The sooner we stop fighting with each other, and start fighting for each other, the better off we will be.



Tuesday, October 1, 2019

Looking Back On 12+ Years of Chronic Illness (RD Blog Week #2)


When I was diagnosed with lupus and RA 12 years ago, I thought my life was over. I was in my first year of graduate school. Professors and my doctors told me that I should drop out of school. I didn’t listen. But I’d be lying if I said that having lupus and RA didn’t change things for me. They definitely did.

Deciding that I didn’t want an academic career was a difficult choice, but one that I made. I knew I wouldn’t be happy or competitive in that kind of environment. It shouldn’t be that way, but at least when I was preparing to enter academia, it was.

Getting a second master’s degree in health advocacy  was another choice that I made. Looking back, I don’t regret anything (except my student loans), but I do wonder if things would be different, or if I’d feel the same way I do now.

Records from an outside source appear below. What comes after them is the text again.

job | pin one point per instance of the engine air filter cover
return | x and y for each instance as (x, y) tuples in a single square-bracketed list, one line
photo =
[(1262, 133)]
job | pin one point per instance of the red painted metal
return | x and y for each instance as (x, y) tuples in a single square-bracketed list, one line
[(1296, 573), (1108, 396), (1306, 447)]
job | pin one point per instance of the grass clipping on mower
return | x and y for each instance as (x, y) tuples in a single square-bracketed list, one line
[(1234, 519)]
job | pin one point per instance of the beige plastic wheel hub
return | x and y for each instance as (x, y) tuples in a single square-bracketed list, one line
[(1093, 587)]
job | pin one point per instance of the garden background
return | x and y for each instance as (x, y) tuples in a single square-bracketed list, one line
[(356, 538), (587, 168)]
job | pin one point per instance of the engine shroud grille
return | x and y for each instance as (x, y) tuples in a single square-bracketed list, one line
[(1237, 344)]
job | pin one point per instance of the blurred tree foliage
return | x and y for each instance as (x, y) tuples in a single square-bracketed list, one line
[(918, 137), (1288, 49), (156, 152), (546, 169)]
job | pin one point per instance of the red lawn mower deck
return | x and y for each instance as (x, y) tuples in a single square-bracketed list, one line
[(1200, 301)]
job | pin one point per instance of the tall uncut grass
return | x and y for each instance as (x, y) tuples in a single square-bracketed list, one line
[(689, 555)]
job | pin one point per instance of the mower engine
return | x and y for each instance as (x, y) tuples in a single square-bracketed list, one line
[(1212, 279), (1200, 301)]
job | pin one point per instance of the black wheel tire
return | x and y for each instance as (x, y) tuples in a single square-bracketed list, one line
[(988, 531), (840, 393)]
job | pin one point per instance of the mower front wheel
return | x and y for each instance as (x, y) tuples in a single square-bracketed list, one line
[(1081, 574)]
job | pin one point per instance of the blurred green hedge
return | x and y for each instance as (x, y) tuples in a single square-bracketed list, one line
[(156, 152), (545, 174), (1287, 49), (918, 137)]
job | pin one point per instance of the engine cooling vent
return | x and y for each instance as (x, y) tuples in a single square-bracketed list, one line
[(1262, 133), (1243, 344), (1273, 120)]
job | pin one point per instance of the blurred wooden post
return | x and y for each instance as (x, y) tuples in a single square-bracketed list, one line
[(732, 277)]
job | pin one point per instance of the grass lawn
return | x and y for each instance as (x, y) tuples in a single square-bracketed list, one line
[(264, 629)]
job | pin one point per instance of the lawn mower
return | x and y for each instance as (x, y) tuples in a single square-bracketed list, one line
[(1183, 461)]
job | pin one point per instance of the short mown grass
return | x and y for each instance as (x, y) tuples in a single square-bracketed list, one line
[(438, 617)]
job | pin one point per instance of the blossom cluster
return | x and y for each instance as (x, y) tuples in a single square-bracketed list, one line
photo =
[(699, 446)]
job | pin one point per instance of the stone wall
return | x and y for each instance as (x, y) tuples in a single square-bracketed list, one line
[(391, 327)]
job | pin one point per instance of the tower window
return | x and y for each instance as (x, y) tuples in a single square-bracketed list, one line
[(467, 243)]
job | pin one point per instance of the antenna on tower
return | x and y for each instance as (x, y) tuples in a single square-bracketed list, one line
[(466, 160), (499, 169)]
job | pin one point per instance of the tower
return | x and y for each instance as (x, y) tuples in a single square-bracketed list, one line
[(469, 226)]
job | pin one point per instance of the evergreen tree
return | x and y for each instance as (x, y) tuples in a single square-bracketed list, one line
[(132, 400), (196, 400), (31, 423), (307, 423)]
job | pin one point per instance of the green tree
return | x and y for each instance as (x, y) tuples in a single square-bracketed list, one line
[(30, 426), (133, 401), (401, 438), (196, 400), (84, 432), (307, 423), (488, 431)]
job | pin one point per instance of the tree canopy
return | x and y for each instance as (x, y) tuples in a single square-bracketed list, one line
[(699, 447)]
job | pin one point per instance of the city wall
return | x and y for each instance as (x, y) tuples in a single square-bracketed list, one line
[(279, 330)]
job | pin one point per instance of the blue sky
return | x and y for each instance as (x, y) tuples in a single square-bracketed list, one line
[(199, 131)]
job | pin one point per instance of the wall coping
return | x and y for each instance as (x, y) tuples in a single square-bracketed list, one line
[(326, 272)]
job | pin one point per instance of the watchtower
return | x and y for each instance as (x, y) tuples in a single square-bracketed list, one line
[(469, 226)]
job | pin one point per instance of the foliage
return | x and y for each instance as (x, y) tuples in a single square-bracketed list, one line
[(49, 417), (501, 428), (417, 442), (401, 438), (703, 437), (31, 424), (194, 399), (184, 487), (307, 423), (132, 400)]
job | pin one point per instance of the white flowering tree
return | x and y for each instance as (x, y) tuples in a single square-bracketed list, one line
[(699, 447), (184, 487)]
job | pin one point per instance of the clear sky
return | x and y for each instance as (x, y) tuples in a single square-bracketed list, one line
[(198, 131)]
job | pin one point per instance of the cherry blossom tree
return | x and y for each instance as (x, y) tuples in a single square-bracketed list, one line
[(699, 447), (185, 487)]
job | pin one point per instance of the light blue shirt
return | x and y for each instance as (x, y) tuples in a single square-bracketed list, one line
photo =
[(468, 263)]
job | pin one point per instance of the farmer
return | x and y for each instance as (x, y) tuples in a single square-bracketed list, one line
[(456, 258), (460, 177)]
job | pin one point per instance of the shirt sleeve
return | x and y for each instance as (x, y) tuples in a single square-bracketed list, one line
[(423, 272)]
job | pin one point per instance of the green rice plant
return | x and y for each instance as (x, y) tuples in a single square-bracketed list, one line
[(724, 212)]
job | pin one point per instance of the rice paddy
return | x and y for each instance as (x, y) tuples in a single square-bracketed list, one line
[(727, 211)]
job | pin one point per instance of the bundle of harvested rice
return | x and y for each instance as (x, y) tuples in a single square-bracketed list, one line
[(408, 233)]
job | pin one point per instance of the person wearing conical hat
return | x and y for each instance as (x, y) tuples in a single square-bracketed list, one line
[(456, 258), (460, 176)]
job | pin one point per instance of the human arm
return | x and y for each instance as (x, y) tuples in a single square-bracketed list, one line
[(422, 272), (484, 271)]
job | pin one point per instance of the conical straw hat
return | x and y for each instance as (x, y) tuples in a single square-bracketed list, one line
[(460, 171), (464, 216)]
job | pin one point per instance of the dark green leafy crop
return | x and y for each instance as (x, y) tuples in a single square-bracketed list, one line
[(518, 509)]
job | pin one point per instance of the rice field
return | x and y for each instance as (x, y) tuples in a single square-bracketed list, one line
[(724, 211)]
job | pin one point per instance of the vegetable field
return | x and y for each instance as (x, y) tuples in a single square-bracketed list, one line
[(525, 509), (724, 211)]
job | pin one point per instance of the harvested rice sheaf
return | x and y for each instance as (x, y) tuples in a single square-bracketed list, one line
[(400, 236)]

Getting my first full time job after being a student until the age of 30, buying a house, getting engaged, getting married, and considering starting a family, are honestly things I couldn’t have imagined 12 years ago, when my life seemed to be taken over by lupus and RA. All things chronic illness.

Some things in my life have clearly settled, but in terms of what I want out of a career hasn’t. I’m trying to figure out where I belong and where my skills are best suited. I’m doing my best at maintaining a full-time job, but I’m interested in alternative careers.

I’ve worked so hard to fight my way through eight years of graduate school to not really knowing exactly where I fit in.

Honestly, when I first got sick, marriage and children were an open and unanswered question. Would I find someone who would love me despite, or in spite of, my complicated illnesses? I did. However, the jury is still out on the whole having kids thing, so that’s TBD.

At the core, I’m still me, just different. My priorities changed. And that’s how life is, even without illness.

Now, I do have a desire to have a family, so what that’s going to look like is going to be interesting. And that’s where a lot of my focus is right now. The specter of having to go off of medications that I have come to rely on, and what that will mean for my home and work life, is a huge deal. There are so many unanswered questions.

I think a lot of what having a chronic illness does is that it forces you to face unknowns that healthy people don’t necessarily have to think about.

For 12 years, my life was almost entirely consumed by chronic illness. Now it’s consumed by things that are normal for people my age; maintaining a job, exploring what else is out there, dating, engagement, marriage, children.

Obviously, chronic illness colors all of those experiences and makes most of them more difficult. But I’m no longer just a chronically ill person. I was someone’s fiancĂ©e and now I’m that person’s wife. I hope someday to become a mother.

In a way, it’s sad that chronic illness isn’t my complete focus anymore, but it’s also refreshing.